本屋には「○万円から始めて○億円増やす方法」のような本が並び、ネットの広告でもドヤ顔の自称億り人投資家が、その様な広告を出してきます。

また、仮想通貨においても億り人が続出したことが話題となりました。私を含めた駆け出しの個人投資家は、その様な美味しいチャンスがあちこちに転がっていると思い込み、「ワンチャンあるんじゃね?」等と言って、こぞって資金をつぎ込んで行きます。


しかし、それは何も分かっていない危険な行為です。



億り人投資家の共通点


その「○万円から○億円増やす方法」系の本を、私自身も藁にもすがる思いで何冊か読んだことがあります。また、成功している個人投資家のブログもいくつか拝読しています。

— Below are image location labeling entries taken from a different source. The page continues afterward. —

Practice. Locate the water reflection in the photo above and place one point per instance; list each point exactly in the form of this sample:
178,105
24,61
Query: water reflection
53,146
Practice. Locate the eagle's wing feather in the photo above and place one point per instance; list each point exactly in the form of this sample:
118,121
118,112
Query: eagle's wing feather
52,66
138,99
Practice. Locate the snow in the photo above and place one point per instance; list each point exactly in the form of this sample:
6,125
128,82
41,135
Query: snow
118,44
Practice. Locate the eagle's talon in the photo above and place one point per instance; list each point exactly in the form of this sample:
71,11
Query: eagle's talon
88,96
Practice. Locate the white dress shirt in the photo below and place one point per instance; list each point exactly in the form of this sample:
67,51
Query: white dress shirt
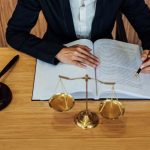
83,12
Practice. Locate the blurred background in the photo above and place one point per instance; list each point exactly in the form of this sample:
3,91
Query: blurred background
7,7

その結果分かった、彼らの共通点を書きたいと思います。彼等の共通点を語ることが、これから多くの新人投資家が退場していく理由にもなるからです。

ちなみにここでいう「億り人」とは、たまたま当てて億稼いじゃいました的な運が良い投資家のことではなく、実力で利益を上げた億り人のことです。


実力派億り人の共通点


今現在、株式の個人投資家で1億円プレーヤーになっている人たちというのは、多くの失敗や辛い境遇に立たされながらも、諦めずに投資を続けて来た人達です。

今の成功している彼ら先人たちが投資を始めたのはだいたい2000年代初頭から2000年代の中頃です。

なぜかというと、個人で簡単に投資できるネット証券会社が普及してきた時代と重なるからです。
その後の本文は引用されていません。